Выступив с горячей отповедью, Тимирязев сказал: «Было бы комично пускаться здесь в рассуждения о значении пушкинского праздника… я полагаю, что чувства г. Линдемана не могут считаться обязательными для каждого русского человека, и специальное мировоззрение профессора зоологии не может считаться обязательным для каждого вообще образованного человека. Я полагаю, что поступил так, как поступил бы каждый грамотный русский человек, который имел бы на то возможность… Если бы я поступил иначе, то, быть может, подвергся бы еще более красноречивому обвинению: меня укоряли бы, что вследствие жалкого формализма я лишил студентов возможности участвовать в национальном торжестве».
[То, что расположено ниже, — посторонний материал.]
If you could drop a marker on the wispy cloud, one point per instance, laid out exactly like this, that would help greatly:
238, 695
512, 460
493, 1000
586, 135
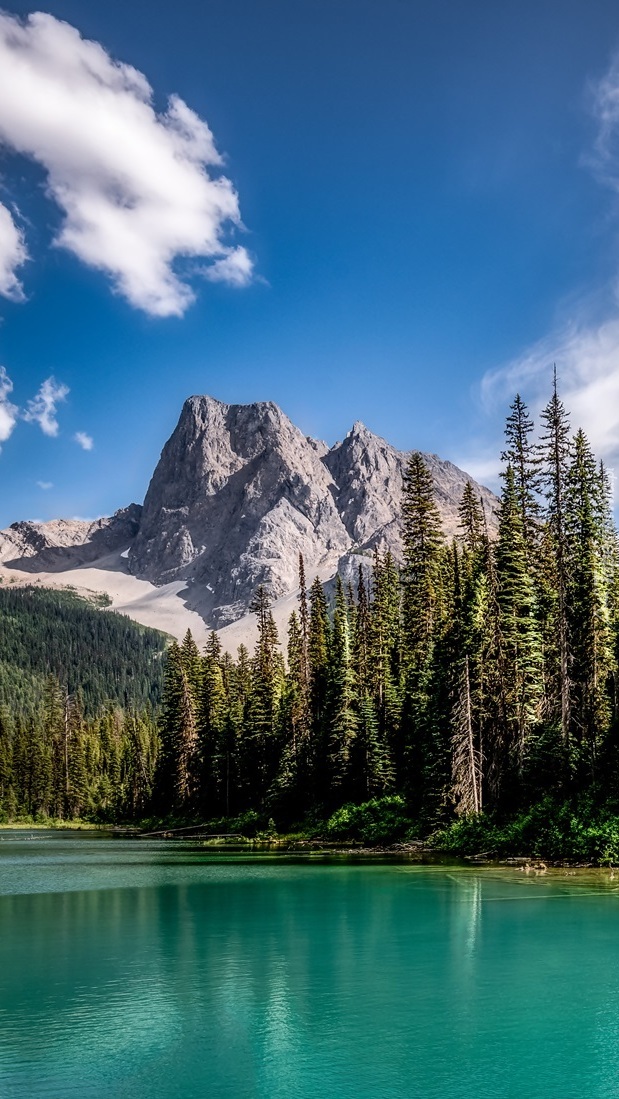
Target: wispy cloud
139, 189
85, 441
585, 350
13, 253
8, 411
42, 408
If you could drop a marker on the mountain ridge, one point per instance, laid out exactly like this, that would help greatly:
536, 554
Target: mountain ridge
238, 492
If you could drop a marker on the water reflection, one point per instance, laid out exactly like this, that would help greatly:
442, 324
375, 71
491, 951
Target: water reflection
245, 981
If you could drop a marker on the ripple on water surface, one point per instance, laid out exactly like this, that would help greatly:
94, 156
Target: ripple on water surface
155, 970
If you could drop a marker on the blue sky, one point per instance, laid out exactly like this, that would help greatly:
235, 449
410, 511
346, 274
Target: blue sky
416, 214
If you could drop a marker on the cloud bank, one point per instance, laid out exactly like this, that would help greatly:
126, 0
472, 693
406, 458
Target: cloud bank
42, 408
12, 255
136, 188
586, 352
9, 412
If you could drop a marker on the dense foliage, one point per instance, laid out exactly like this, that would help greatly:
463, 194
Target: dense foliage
468, 692
478, 677
56, 632
78, 735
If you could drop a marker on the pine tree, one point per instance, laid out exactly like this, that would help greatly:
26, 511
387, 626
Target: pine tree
466, 754
212, 713
471, 520
424, 751
588, 604
521, 457
267, 679
343, 718
554, 454
521, 647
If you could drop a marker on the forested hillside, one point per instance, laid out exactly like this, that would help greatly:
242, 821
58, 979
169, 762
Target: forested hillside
477, 683
482, 676
100, 656
78, 692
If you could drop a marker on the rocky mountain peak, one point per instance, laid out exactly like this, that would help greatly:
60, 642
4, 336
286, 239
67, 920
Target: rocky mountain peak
238, 494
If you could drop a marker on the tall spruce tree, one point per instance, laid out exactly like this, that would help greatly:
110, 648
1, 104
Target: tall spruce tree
554, 455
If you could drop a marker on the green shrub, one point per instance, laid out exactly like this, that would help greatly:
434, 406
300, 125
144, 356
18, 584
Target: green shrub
378, 821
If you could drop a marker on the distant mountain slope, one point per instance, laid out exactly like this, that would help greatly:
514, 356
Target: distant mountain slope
238, 494
108, 657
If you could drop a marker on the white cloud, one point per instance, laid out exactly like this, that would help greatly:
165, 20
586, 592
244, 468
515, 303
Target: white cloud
585, 351
42, 408
8, 411
136, 187
85, 441
12, 255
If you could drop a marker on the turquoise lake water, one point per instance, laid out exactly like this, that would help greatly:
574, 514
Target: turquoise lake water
152, 970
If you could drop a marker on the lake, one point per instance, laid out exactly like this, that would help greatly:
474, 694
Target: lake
159, 970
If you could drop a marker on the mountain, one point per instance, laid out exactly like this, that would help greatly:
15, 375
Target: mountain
238, 494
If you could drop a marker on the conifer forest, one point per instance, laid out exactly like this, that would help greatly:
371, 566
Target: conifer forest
476, 679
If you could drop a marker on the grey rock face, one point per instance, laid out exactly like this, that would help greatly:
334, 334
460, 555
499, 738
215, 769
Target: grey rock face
368, 473
238, 494
66, 543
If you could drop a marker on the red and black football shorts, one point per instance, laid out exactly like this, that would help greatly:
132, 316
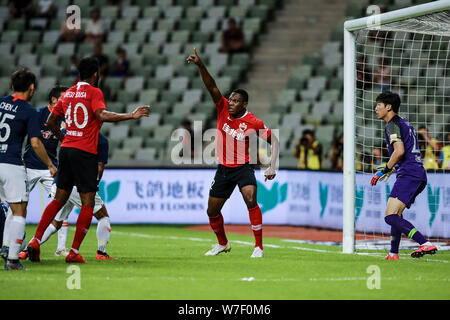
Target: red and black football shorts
227, 178
77, 168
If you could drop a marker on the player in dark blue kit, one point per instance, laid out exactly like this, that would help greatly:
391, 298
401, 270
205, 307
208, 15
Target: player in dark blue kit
405, 159
100, 212
18, 119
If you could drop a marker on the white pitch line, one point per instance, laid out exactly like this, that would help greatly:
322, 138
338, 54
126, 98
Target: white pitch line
141, 235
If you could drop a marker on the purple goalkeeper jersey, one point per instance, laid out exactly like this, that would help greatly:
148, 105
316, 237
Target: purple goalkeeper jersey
399, 129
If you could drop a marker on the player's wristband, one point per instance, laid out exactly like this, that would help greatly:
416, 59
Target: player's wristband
386, 170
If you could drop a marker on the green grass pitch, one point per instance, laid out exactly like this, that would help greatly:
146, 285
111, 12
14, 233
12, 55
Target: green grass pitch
167, 263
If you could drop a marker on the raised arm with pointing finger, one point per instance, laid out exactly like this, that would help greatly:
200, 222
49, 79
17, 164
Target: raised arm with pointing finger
208, 80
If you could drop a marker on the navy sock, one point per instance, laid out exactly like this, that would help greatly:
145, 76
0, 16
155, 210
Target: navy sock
396, 236
405, 227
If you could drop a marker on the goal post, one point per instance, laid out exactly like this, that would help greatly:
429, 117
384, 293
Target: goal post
413, 72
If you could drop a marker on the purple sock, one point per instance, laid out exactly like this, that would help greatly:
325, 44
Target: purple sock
405, 227
396, 236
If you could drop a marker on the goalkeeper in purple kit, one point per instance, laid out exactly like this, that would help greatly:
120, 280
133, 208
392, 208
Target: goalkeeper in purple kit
411, 180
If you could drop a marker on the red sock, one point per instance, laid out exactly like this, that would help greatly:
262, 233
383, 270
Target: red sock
83, 224
256, 221
216, 224
47, 217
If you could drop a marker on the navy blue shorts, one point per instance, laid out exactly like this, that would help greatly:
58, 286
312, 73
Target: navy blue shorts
407, 188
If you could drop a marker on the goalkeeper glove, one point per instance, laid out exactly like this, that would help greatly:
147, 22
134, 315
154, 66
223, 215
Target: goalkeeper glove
382, 174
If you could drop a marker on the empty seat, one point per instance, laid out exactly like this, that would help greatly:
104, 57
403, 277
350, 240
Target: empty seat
192, 97
119, 132
179, 83
291, 120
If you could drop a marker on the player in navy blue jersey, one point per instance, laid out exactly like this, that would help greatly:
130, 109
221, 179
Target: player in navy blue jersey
17, 120
60, 222
405, 159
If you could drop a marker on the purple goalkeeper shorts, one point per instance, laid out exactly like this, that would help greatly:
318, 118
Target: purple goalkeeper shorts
407, 188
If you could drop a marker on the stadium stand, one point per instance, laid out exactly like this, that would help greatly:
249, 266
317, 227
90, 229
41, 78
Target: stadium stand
157, 36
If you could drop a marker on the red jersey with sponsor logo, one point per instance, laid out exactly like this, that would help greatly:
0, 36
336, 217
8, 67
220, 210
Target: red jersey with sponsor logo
78, 106
235, 134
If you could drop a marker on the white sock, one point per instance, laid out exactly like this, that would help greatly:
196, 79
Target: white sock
62, 235
103, 233
17, 232
48, 233
6, 230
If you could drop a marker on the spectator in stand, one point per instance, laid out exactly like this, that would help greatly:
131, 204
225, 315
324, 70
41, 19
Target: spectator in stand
382, 75
102, 60
121, 66
45, 9
233, 39
309, 151
188, 139
377, 158
337, 154
94, 29
69, 35
19, 9
445, 153
430, 147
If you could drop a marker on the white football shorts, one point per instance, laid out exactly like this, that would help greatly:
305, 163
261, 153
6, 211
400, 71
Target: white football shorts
75, 200
13, 183
43, 176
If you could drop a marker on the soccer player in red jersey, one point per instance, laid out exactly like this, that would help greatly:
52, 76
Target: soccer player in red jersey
236, 126
84, 111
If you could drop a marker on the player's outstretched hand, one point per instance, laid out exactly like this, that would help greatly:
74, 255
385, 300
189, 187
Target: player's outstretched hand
142, 111
53, 171
382, 174
270, 173
194, 58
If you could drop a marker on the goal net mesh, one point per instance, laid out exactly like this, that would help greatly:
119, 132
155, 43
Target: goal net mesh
412, 58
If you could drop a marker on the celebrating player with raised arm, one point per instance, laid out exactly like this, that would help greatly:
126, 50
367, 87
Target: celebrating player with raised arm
235, 126
405, 159
18, 119
83, 108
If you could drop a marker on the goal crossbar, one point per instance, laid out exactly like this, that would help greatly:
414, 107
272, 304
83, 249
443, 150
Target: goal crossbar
379, 21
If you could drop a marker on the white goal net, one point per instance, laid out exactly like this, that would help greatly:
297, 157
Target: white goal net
411, 57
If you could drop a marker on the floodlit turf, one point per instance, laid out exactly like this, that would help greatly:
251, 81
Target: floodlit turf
167, 262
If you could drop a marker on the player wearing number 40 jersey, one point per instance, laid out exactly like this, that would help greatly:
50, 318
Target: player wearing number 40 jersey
17, 120
84, 110
411, 179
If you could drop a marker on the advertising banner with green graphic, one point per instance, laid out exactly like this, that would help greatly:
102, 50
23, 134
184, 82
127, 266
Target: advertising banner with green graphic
302, 198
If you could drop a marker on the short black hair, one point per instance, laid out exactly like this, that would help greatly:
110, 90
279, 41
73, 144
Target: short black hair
87, 67
243, 94
391, 98
308, 131
22, 79
55, 92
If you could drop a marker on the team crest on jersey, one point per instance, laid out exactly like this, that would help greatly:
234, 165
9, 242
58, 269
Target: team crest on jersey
46, 134
393, 137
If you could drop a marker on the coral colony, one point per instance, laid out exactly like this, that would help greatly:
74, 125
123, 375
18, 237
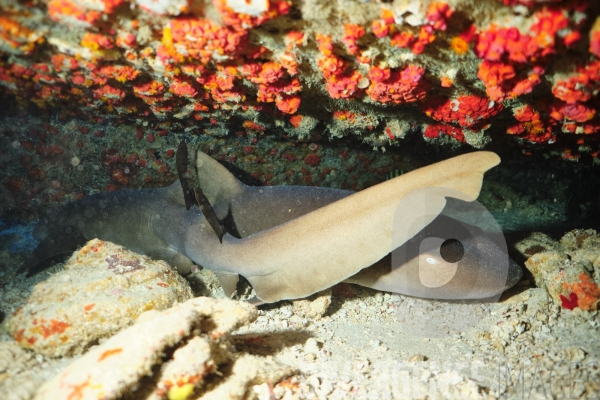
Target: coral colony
174, 58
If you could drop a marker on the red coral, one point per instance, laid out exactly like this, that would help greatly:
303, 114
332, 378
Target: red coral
287, 104
465, 110
433, 131
585, 294
399, 87
312, 160
97, 41
530, 126
580, 86
438, 15
202, 40
352, 33
569, 303
341, 83
595, 38
109, 92
240, 21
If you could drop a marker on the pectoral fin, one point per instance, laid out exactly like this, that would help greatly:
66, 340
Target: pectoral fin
228, 282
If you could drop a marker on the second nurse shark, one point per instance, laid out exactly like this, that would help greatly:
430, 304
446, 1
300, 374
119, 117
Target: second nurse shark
293, 241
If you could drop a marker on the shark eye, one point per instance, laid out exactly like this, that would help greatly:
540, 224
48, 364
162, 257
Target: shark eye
452, 250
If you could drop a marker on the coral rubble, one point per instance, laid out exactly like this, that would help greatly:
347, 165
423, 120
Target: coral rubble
102, 289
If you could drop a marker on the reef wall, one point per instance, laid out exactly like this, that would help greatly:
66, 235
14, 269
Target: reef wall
96, 94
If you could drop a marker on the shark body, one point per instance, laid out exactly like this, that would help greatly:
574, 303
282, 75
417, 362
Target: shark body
291, 241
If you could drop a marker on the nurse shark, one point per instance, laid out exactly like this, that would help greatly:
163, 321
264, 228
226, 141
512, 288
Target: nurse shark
292, 241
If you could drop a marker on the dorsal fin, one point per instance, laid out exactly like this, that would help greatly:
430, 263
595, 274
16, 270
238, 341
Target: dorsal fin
218, 184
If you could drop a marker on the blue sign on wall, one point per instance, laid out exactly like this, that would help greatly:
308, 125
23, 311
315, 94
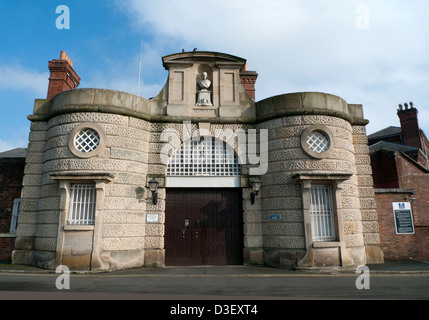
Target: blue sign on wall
275, 217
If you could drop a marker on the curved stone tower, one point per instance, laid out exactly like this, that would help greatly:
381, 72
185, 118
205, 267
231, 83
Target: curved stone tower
90, 202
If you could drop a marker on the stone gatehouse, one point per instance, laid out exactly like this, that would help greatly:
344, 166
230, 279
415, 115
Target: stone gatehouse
201, 174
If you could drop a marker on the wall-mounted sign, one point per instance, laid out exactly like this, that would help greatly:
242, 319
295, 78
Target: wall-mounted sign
403, 217
152, 217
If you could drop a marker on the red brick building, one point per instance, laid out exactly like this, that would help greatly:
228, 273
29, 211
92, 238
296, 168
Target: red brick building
399, 159
11, 174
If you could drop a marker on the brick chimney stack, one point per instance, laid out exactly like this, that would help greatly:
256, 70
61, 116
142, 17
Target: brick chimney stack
409, 125
248, 80
63, 76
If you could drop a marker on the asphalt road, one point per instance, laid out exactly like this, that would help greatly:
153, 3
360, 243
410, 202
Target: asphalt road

Расслоение существовало и среди профессоров Академии и среди студентов. В Академии учились не только бедняки-разночинцы, тяжелым трудом прокладывавшие себе путь в науку, но и значительное число «белоподкладочников»: помещичьи сынки, дети крупных чиновников и высшего офицерства, носившие обычно франтоватые мундиры на белой подкладке. Эти «белоподкладочники» шли в Академию для того, чтобы им было потом легче вести свое помещичье хозяйство. Их мало интересовали агрономические науки. Об их отношении к Академии можно было судить по анонимной статье одного из них в газете «Неделя» начала девяностых годов. Профессор Академии А. Ф. Фортунатов так изложил суть этой статьи:
«Неизвестный автор живо описывает разочарование, вынесенное им из четырехлетнего пребывания в. агрономической школе. Очевидно, автор по недоразумению попал в научную школу; в результате получились сетования на то, что в этой школе нельзя научиться нанимать рабочих, подешевле покупать и подороже продавать, что там даже не говорят о том, будто рабочие работают тем лучше, чем меньше им платят».
Студенчество Петровки не представляло собой единой, дружной семьи. Вильямсу были глубоко чужды интересы помещичьих сынков, нелюбовь к ним жила в нем еще со времен рассказов бабушки и няни. Он стремился приобрести такие знания, с помощью которых мог бы принести народу наибольшую пользу. Поэтому все свои силы он посвящал науке, той передовой биологической науке, которая в это время начинала завоевывать прочные позиции среди прогрессивных русских ученых.
Вильямс в то время предполагал еще, что и в существовавших тогда социально-экономических условиях передовая наука может приносить реальную пользу народу.
Совмещая слушание лекций и практические занятия с беготней по урокам, усиленно занимаясь по ночам, недоедая и недосыпая, Вильямс успешно усваивает программу первого курса, и в его зачетной книжке появляются пять пятерок и одна четверка — таковы были результаты переходных экзаменов с первого на второй курс.
На втором курсе заниматься Вильямсу стало еще более трудно: во втором полугодии объем практических занятий настолько возрос, что они заканчивались иной раз только в восемь часов вечера. Ежедневное двадцатидвухверстное путешествие из Москвы и обратно сделалось совершенно невозможным, и Вильямс вынужден был выделить из своего скудного бюджета 7 рублей в месяц, чтобы снять угол в крестьянской избе на Петровских выселках, располагавшихся по соседству с Академией. Он продолжал давать уроки здесь же, в Петровско-Разумовском. В Москву, домой, удавалось попадать нечасто, и каждый такой приход был радостным событием для младших братьев и сестер, которым очень недоставало их постоянного предводителя — организатора игр, создателя террариума и аквариума. Те редкие свободные вечера, которые Вильямсу удавалось провести в Москве, он посвящал музыке, которую он полюбил с детства, слушая игру своей старшей сестры Сони.
К этому времени сестра успела закончить консерваторию и являлась главной материальной опорой семьи, давая многочисленные уроки музыки. Соня доставала контрамарки и отправлялась вместе с братом на симфонические концерты. Особенно они оба любили Чайковского, Бетховена и Шопена.